RS Pusri Tindak Tegas, Putus Kerja Sama
Manajemen RS Pusri Palembang bergerak cepat menindaklanjuti viralnya komentar tersebut. Hanya berselang sehari setelah kasus mencuat, pihak rumah sakit memutuskan untuk mengakhiri kerja sama dengan dokter yang bersangkutan.
"Sebagai bagian dari mekanisme pembinaan dan penegakan tata kelola organisasi, manajemen telah melakukan pemanggilan kepada dokter yang bersangkutan. Setelah melalui proses tersebut, manajemen memutuskan mengakhiri kerja sama dengan dr. @tamdjs sebagai dokter mitra RS Pusri," ujar Humas RS Pusri, Diah Dwi Anugrah, Kamis (6/8/2026).
Akar Masalah: Beban Pelayanan atau Oknum?
IDI Sumsel menilai kasus ini tidak bisa dilihat dari kesalahan individu semata. Abla Ghani menyebut beban pelayanan yang tinggi dan celah koordinasi antar rumah sakit rujukan kerap menjadi pemicu masalah serupa.
"Sering kali akar persoalan bukan hanya oknum, tetapi juga beban pelayanan yang tinggi dan celah koordinasi yang berdampak pada keselamatan pasien," katanya.
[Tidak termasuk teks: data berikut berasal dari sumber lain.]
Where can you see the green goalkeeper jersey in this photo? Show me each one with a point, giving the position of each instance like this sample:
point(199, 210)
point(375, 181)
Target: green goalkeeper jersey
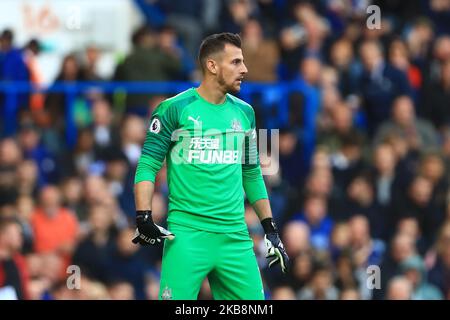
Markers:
point(211, 155)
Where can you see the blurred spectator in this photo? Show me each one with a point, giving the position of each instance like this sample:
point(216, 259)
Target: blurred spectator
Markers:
point(399, 288)
point(418, 204)
point(33, 149)
point(320, 287)
point(296, 237)
point(342, 58)
point(133, 135)
point(105, 132)
point(418, 132)
point(366, 250)
point(380, 84)
point(92, 254)
point(126, 263)
point(236, 14)
point(261, 55)
point(55, 228)
point(72, 193)
point(314, 214)
point(56, 103)
point(414, 270)
point(283, 293)
point(399, 58)
point(27, 178)
point(31, 53)
point(147, 62)
point(436, 97)
point(121, 290)
point(349, 294)
point(439, 274)
point(13, 269)
point(402, 247)
point(88, 71)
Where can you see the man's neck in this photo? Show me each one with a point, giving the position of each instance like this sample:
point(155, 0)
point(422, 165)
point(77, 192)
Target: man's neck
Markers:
point(211, 92)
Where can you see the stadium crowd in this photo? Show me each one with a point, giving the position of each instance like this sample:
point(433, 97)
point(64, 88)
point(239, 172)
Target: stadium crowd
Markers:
point(374, 191)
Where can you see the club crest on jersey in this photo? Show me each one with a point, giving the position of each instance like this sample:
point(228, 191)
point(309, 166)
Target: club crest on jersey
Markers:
point(236, 125)
point(155, 126)
point(167, 293)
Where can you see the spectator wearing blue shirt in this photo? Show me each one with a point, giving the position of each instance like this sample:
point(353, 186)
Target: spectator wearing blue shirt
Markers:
point(315, 216)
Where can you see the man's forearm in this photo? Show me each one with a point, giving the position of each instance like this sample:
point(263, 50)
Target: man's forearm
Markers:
point(143, 194)
point(262, 209)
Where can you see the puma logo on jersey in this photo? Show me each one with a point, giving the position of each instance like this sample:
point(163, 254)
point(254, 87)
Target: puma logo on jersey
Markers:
point(196, 121)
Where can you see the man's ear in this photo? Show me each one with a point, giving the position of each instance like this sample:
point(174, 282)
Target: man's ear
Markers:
point(211, 65)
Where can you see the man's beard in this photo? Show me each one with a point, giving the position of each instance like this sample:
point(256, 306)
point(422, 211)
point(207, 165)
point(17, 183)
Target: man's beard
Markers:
point(223, 84)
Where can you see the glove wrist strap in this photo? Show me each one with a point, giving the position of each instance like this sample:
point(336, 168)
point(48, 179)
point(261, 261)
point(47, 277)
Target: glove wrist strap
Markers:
point(269, 226)
point(144, 214)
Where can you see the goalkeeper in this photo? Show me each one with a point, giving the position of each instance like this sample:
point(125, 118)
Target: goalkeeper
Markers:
point(208, 138)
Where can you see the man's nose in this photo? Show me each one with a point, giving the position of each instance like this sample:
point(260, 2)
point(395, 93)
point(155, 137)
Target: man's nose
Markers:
point(244, 69)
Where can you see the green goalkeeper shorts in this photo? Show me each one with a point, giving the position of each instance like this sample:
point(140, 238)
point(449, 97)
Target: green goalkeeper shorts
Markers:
point(227, 259)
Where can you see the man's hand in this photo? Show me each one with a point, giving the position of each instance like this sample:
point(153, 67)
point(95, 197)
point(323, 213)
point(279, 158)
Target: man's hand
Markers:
point(275, 248)
point(147, 232)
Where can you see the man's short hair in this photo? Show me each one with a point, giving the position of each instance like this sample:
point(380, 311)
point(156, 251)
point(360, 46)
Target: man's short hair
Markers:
point(216, 43)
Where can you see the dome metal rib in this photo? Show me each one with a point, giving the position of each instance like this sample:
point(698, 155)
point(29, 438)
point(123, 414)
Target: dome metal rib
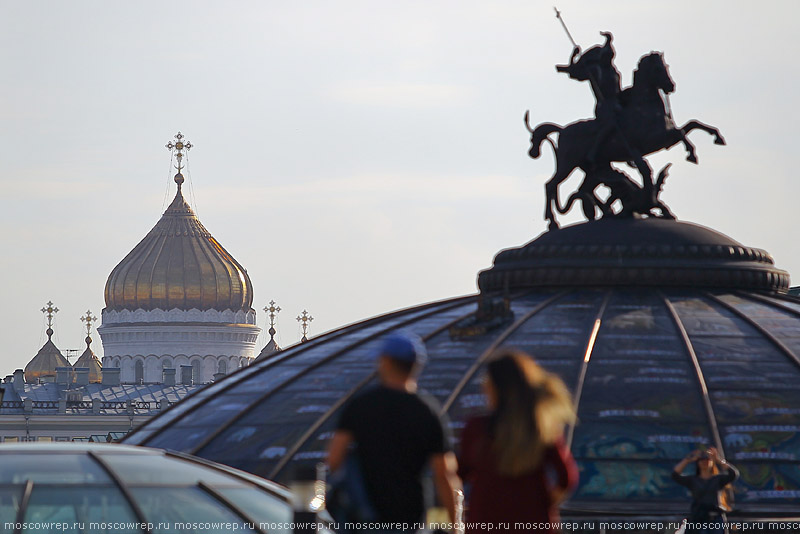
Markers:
point(598, 322)
point(684, 335)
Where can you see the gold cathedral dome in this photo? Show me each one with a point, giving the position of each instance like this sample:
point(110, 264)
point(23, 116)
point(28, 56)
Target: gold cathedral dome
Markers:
point(88, 359)
point(43, 365)
point(179, 264)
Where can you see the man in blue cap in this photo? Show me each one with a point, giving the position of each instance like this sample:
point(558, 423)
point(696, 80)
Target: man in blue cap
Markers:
point(394, 434)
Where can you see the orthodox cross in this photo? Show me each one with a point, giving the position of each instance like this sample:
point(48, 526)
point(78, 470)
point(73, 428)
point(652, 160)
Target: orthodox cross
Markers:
point(179, 145)
point(304, 319)
point(88, 319)
point(50, 311)
point(273, 311)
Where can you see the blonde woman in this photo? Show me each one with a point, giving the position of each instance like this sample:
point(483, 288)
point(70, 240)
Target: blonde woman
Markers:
point(708, 486)
point(514, 458)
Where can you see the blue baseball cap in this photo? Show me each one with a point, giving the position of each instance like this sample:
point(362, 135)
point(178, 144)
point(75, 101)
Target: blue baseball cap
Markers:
point(404, 346)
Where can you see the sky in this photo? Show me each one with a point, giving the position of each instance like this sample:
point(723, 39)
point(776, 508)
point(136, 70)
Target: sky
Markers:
point(355, 157)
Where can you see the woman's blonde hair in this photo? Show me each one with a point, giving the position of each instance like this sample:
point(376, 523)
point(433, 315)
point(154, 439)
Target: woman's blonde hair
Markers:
point(533, 406)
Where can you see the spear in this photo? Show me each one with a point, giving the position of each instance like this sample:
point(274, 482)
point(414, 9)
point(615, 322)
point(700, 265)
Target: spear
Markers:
point(563, 25)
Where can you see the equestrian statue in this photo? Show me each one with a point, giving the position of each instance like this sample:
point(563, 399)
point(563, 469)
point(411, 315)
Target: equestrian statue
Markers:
point(629, 124)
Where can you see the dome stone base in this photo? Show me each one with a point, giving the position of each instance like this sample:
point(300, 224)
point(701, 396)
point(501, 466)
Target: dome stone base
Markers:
point(634, 252)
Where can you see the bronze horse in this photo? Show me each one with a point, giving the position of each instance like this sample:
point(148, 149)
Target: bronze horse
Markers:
point(642, 127)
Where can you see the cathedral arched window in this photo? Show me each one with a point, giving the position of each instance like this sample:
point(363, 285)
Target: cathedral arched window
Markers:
point(197, 372)
point(138, 372)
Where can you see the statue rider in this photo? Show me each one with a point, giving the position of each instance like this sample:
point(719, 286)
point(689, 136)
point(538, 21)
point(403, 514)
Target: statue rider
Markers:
point(597, 66)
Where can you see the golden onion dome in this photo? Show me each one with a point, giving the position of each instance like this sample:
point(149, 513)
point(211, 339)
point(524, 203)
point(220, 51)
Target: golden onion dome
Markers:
point(90, 361)
point(44, 364)
point(180, 265)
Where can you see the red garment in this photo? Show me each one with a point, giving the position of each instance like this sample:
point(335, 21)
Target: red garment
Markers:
point(513, 501)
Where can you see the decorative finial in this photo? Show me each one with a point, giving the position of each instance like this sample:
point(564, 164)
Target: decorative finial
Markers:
point(304, 318)
point(88, 319)
point(179, 146)
point(50, 311)
point(273, 311)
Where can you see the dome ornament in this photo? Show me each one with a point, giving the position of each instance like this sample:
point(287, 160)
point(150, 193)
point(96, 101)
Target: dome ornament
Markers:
point(629, 124)
point(88, 319)
point(179, 145)
point(304, 319)
point(272, 310)
point(49, 310)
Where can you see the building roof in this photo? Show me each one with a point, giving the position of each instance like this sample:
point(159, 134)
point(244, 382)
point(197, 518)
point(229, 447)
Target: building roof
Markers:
point(179, 265)
point(44, 364)
point(658, 369)
point(143, 398)
point(89, 360)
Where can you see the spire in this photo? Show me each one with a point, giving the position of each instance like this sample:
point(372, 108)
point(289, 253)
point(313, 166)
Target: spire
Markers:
point(43, 366)
point(273, 311)
point(88, 319)
point(271, 347)
point(88, 360)
point(304, 319)
point(179, 146)
point(49, 310)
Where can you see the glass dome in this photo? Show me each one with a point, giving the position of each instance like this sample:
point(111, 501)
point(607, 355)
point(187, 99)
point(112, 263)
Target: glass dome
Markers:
point(656, 370)
point(83, 488)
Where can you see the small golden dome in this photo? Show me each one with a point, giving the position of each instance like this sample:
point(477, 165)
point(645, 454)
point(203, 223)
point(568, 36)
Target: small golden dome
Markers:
point(180, 265)
point(90, 361)
point(44, 364)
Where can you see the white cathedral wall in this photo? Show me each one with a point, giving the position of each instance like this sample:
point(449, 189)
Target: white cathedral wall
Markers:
point(174, 345)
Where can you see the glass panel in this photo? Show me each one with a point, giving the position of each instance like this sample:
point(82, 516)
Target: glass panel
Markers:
point(764, 442)
point(631, 481)
point(729, 370)
point(293, 404)
point(51, 468)
point(556, 337)
point(746, 349)
point(764, 407)
point(649, 389)
point(261, 507)
point(10, 497)
point(768, 482)
point(781, 323)
point(193, 509)
point(643, 440)
point(702, 318)
point(96, 509)
point(157, 469)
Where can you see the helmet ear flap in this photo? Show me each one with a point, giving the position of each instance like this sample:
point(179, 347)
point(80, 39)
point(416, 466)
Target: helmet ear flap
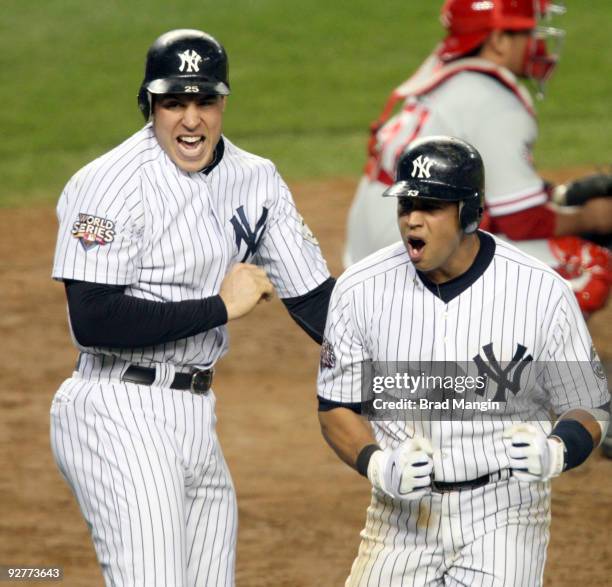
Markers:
point(470, 213)
point(144, 102)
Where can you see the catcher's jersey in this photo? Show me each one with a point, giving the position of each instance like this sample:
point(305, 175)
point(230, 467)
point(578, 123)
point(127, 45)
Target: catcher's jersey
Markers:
point(381, 310)
point(493, 115)
point(133, 218)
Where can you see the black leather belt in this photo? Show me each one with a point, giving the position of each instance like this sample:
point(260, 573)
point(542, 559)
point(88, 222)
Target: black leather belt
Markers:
point(198, 381)
point(445, 487)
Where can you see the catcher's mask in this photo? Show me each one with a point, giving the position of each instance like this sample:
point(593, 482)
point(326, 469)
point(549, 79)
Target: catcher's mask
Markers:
point(446, 169)
point(183, 61)
point(469, 22)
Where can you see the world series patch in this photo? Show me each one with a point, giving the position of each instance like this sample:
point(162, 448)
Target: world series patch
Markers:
point(328, 356)
point(93, 231)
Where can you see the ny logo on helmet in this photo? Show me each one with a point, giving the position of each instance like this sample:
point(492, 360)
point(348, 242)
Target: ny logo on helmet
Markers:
point(190, 60)
point(422, 165)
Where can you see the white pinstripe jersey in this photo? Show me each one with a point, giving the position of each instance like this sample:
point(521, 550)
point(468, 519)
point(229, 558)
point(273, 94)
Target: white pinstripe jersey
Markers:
point(381, 311)
point(133, 218)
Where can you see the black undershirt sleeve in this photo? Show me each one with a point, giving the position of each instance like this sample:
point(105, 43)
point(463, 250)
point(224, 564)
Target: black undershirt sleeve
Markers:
point(310, 310)
point(103, 315)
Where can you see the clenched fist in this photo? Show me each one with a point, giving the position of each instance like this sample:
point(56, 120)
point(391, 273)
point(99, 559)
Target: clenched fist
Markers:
point(243, 288)
point(404, 472)
point(533, 455)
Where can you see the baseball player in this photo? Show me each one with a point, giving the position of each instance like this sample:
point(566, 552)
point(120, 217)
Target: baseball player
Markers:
point(161, 242)
point(468, 88)
point(464, 500)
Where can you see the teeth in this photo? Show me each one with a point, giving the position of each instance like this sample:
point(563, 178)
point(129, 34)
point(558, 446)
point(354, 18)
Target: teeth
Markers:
point(191, 140)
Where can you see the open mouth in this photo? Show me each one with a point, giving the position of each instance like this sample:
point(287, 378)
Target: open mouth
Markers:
point(415, 248)
point(189, 142)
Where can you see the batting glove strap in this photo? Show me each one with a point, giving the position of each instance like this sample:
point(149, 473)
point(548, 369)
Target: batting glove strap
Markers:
point(404, 472)
point(533, 456)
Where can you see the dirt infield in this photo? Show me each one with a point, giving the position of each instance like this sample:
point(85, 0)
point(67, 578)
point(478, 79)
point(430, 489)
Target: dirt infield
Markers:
point(301, 510)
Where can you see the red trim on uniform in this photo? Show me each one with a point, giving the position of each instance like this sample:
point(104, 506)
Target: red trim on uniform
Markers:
point(384, 177)
point(520, 199)
point(536, 222)
point(425, 89)
point(423, 116)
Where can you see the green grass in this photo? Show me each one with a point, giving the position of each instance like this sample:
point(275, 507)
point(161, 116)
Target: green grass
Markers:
point(307, 78)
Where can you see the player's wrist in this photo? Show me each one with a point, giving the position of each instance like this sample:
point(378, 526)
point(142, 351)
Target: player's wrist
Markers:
point(364, 458)
point(556, 454)
point(576, 442)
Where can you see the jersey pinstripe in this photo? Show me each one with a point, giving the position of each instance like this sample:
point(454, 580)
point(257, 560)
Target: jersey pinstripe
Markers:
point(175, 234)
point(494, 535)
point(381, 311)
point(144, 461)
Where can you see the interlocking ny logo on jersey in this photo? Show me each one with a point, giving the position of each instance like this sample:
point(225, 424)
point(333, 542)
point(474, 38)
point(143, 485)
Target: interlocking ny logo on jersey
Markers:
point(189, 60)
point(243, 232)
point(93, 230)
point(422, 166)
point(501, 375)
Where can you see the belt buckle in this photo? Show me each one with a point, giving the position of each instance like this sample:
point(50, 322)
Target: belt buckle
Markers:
point(201, 381)
point(435, 487)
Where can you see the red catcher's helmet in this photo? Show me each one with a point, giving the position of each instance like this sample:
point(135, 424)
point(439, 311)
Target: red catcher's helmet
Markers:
point(469, 23)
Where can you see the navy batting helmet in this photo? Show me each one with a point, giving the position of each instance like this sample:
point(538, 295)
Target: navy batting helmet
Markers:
point(443, 168)
point(184, 61)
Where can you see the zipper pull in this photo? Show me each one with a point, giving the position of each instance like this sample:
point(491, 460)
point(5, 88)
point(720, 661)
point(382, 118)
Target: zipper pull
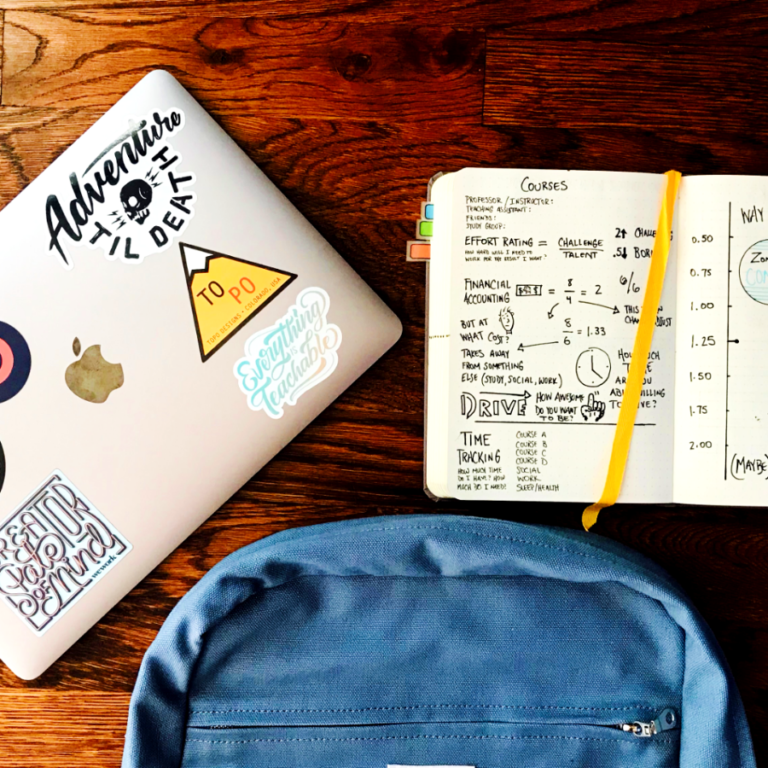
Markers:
point(666, 721)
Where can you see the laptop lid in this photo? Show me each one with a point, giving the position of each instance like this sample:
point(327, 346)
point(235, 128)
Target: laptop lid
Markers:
point(168, 322)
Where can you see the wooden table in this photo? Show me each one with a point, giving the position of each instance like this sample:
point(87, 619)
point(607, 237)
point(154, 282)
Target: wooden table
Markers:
point(350, 107)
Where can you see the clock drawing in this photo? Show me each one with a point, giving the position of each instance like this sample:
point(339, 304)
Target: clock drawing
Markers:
point(593, 367)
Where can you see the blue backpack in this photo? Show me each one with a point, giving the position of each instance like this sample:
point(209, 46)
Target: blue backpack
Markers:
point(435, 641)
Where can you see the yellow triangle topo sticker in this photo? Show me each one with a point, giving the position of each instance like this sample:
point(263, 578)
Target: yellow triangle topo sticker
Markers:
point(226, 293)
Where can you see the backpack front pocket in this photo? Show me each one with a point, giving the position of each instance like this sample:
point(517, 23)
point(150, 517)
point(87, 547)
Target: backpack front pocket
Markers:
point(487, 744)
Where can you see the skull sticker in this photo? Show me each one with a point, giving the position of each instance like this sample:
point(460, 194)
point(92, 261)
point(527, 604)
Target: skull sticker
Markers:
point(134, 199)
point(136, 196)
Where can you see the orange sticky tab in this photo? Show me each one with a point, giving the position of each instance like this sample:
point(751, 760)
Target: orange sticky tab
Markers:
point(642, 347)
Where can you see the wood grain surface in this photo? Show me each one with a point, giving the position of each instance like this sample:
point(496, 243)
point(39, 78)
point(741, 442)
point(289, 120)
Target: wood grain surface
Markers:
point(350, 106)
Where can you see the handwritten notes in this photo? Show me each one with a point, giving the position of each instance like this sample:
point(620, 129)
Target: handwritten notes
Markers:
point(721, 419)
point(536, 284)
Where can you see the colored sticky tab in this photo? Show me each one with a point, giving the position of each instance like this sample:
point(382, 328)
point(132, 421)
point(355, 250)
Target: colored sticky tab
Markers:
point(642, 347)
point(418, 250)
point(226, 292)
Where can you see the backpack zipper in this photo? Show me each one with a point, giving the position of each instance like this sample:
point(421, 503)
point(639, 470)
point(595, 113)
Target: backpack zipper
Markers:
point(666, 721)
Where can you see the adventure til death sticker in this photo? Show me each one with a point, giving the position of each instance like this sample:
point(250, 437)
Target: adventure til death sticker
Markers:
point(131, 199)
point(285, 360)
point(53, 549)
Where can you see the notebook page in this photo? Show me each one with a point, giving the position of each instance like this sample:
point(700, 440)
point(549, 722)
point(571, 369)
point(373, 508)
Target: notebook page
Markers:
point(548, 270)
point(721, 423)
point(438, 334)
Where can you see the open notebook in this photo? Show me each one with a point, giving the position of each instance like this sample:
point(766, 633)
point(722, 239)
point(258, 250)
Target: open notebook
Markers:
point(536, 282)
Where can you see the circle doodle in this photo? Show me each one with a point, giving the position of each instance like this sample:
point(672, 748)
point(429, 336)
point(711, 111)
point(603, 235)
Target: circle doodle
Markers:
point(15, 362)
point(753, 271)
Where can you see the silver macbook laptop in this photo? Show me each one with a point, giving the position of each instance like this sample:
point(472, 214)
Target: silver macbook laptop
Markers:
point(168, 322)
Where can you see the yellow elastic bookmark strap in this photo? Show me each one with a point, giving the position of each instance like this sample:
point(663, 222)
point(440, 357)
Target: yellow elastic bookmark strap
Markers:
point(634, 386)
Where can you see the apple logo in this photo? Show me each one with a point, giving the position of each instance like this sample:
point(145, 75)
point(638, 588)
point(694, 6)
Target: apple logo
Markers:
point(91, 377)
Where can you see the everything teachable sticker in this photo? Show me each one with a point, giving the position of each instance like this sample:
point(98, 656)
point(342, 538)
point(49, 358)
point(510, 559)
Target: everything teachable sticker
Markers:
point(131, 200)
point(285, 360)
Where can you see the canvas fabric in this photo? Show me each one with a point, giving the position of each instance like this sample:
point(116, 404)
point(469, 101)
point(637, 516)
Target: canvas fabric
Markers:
point(434, 641)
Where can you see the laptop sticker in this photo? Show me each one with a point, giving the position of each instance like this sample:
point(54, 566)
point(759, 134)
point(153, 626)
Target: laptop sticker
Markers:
point(285, 360)
point(15, 362)
point(53, 550)
point(226, 292)
point(91, 377)
point(131, 199)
Oleh karena itu, IDI mendorong adanya evaluasi menyeluruh terhadap alur rujukan BPJS, ketersediaan tempat tidur rawat inap, hingga mekanisme komunikasi antara rumah sakit rujukan dengan pasien. Harapannya, kejadian serupa tidak terulang di masa mendatang.
Komitmen Hapus Stigma Pasien BPJS
Lebih jauh, IDI Sumsel berkomitmen menghilangkan stigma negatif terhadap pasien pengguna BPJS. Peristiwa ini menjadi momentum bagi seluruh tenaga kesehatan untuk kembali merawat nilai-nilai kemanusiaan dalam setiap pelayanan.
"Peristiwa ini menjadi pelajaran berharga bagi kami semua untuk memperbaiki sistem, menghilangkan stigma terhadap pasien BPJS, dan memastikan keselamatan pasien adalah prioritas mutlak," pungkas Abla Ghani.
Saat ini, IDI masih melakukan penelusuran dan berkoordinasi dengan pihak rumah sakit untuk meminta klarifikasi dari tenaga kesehatan yang bersangkutan. Proses investigasi juga tengah dilakukan oleh BPJS Kesehatan dan Dinas Kesehatan setempat.